Bevor das Stillen überhaupt beginnt, kannst Du den Ton für die nächsten 30 bis 60 Minuten setzen. Eine gestresste Mama hat es schwerer, in den Entspannungsmodus zu finden.
- Die Umsetzung: Beobachte die Signale Deines Babys. Wenn Du merkst, dass es Hunger bekommt, bereite den Stillplatz vor. Schüttle die Kissen auf, bring Deiner Partnerin ein großes Glas Wasser und frage: „Brauchst Du noch etwas, bevor es losgeht?“
- Der Vibe: Du signalisierst: „Ich sehe Dich. Ich sorge für Dich, während Du für unser Kind sorgst.“
2. Bonding durch Skin-to-Skin (Haut-zu-Haut)

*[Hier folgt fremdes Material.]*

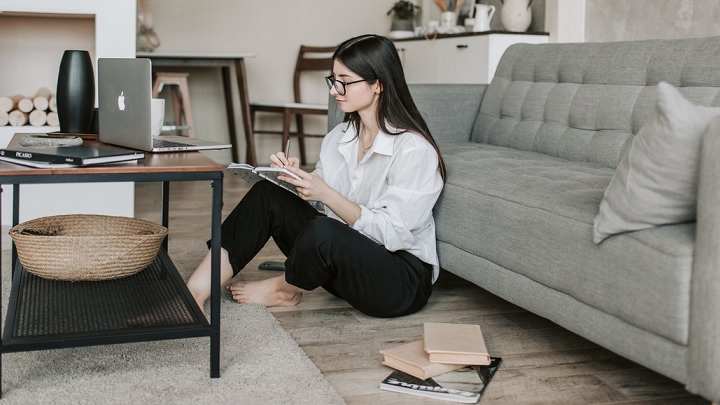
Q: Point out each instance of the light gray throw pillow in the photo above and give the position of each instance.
(656, 182)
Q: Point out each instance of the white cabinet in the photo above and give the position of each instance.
(464, 58)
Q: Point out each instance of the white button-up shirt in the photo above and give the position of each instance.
(396, 185)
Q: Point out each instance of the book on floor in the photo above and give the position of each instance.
(86, 154)
(254, 174)
(412, 359)
(455, 344)
(465, 385)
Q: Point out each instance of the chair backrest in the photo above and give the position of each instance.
(311, 58)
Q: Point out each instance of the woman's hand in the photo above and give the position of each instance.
(310, 187)
(279, 159)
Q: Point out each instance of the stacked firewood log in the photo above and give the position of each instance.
(36, 111)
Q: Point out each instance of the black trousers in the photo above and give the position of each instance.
(324, 252)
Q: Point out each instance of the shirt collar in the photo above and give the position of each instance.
(383, 144)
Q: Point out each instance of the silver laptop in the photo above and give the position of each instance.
(124, 94)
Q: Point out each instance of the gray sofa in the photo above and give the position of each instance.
(529, 158)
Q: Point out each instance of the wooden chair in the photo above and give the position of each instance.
(310, 58)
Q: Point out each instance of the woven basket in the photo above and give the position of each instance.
(86, 247)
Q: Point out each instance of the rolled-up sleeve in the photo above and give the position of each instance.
(403, 207)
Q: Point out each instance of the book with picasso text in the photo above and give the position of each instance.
(87, 153)
(465, 385)
(412, 359)
(254, 174)
(455, 344)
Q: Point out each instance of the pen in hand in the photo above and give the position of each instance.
(286, 151)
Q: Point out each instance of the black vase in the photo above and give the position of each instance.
(76, 92)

Viele Väter oder Partner haben Angst, keine enge Bindung aufbauen zu können, weil sie nicht füttern. Das ist ein Trugschluss. Nähe entsteht durch Berührung, nicht durch Kalorien.
- Die Umsetzung: Wenn das Baby satt und zufrieden ist, übernimmst Du. Kuschelt nackt (Haut-auf-Haut). Die Wärme Deines Körpers und Dein Herzschlag beruhigen das Baby genauso tief.

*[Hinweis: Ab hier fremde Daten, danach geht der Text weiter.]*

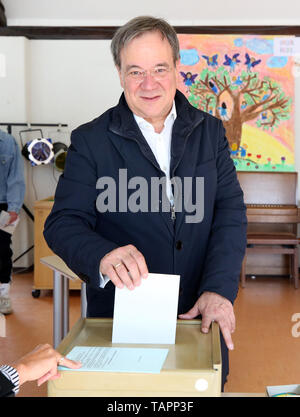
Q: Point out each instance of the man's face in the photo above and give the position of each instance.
(149, 77)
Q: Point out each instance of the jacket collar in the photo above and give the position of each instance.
(123, 123)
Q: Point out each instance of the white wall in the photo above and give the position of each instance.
(110, 13)
(61, 81)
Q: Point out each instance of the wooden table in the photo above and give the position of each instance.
(192, 367)
(61, 277)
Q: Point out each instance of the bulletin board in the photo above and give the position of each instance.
(238, 79)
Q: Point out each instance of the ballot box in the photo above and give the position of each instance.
(192, 367)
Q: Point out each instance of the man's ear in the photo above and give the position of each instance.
(120, 77)
(177, 71)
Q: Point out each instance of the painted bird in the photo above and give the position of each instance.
(188, 78)
(251, 62)
(213, 87)
(232, 62)
(211, 60)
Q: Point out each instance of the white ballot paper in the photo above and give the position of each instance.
(4, 219)
(117, 359)
(147, 314)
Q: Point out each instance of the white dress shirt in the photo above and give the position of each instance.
(160, 144)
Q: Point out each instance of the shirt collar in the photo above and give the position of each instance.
(142, 123)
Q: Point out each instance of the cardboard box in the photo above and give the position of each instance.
(191, 369)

- Der Effekt: Du schenkst Deiner Partnerin 30 Minuten echte Freiheit – Zeit für eine warme Dusche oder einfach nur tiefes Durchatmen – während Du Deine ganz eigene, tiefe Verbindung zum Baby festigst.
3. Der „Wissens-Anker“ bei Unsicherheit

In der Stillzeit kommen Zweifel: „Ist das normal, dass das Baby alle 30 Minuten kommt?“ (Clusterfeeding). Wenn die Mama in diesen Momenten allein die Antwort suchen muss, steigt der Druck.

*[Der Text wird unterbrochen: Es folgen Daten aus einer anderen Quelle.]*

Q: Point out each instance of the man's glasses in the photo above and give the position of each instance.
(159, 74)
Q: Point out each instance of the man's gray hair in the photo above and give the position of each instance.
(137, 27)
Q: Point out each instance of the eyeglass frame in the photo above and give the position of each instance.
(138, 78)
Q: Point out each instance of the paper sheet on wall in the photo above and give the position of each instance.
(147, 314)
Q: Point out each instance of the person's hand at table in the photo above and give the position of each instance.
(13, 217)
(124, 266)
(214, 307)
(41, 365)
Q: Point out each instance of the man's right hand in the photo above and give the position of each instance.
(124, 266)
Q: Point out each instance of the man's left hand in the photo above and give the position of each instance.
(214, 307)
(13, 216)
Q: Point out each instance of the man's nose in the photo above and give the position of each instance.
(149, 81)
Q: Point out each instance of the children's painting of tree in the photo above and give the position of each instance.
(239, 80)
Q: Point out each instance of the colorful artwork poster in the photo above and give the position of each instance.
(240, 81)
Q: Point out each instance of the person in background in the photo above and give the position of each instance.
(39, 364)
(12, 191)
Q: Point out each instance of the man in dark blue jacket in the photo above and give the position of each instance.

- Die Umsetzung: Werde zum Still-Experten. Lies Dich ein. Wenn die Zweifel kommen, kannst Du mit sanfter Stimme sagen: „Schau mal, ich habe gelesen, das ist die Natur, die die Milchproduktion ankurbelt. Du machst das genau richtig, ich bleibe bei Dir.“
- Empathie-Tipp: Vermeide Sätze wie „Vielleicht hat es nicht genug?“. Nutze stattdessen Bestärkung: „Das Baby ist bei Dir in den besten Händen.“
4. Der „Gatekeeper“: Schutz der Intimsphäre

Besonders am Anfang brauchen Mutter und Kind Ruhe, um einen Rhythmus zu finden. Unangekündigter Besuch oder ungefragte Ratschläge („Früher haben wir aber...“) wirken wie Störsender.
- Die Umsetzung: Übernimm die Kommunikation. Du bist der diplomatische Filter. Sage dem Besuch freundlich ab, wenn es zu viel wird, oder koordiniere die Termine so, dass sie in die Schläfchen passen.
- Der Vibe: Du bist der Bodyguard der Stillbeziehung. Deine Partnerin muss sich nicht rechtfertigen – das übernimmst Du.
5. Praktische Entlastung

Der Mental Load sinkt drastisch, wenn die Grundbedürfnisse des Haushalts „einfach passieren“.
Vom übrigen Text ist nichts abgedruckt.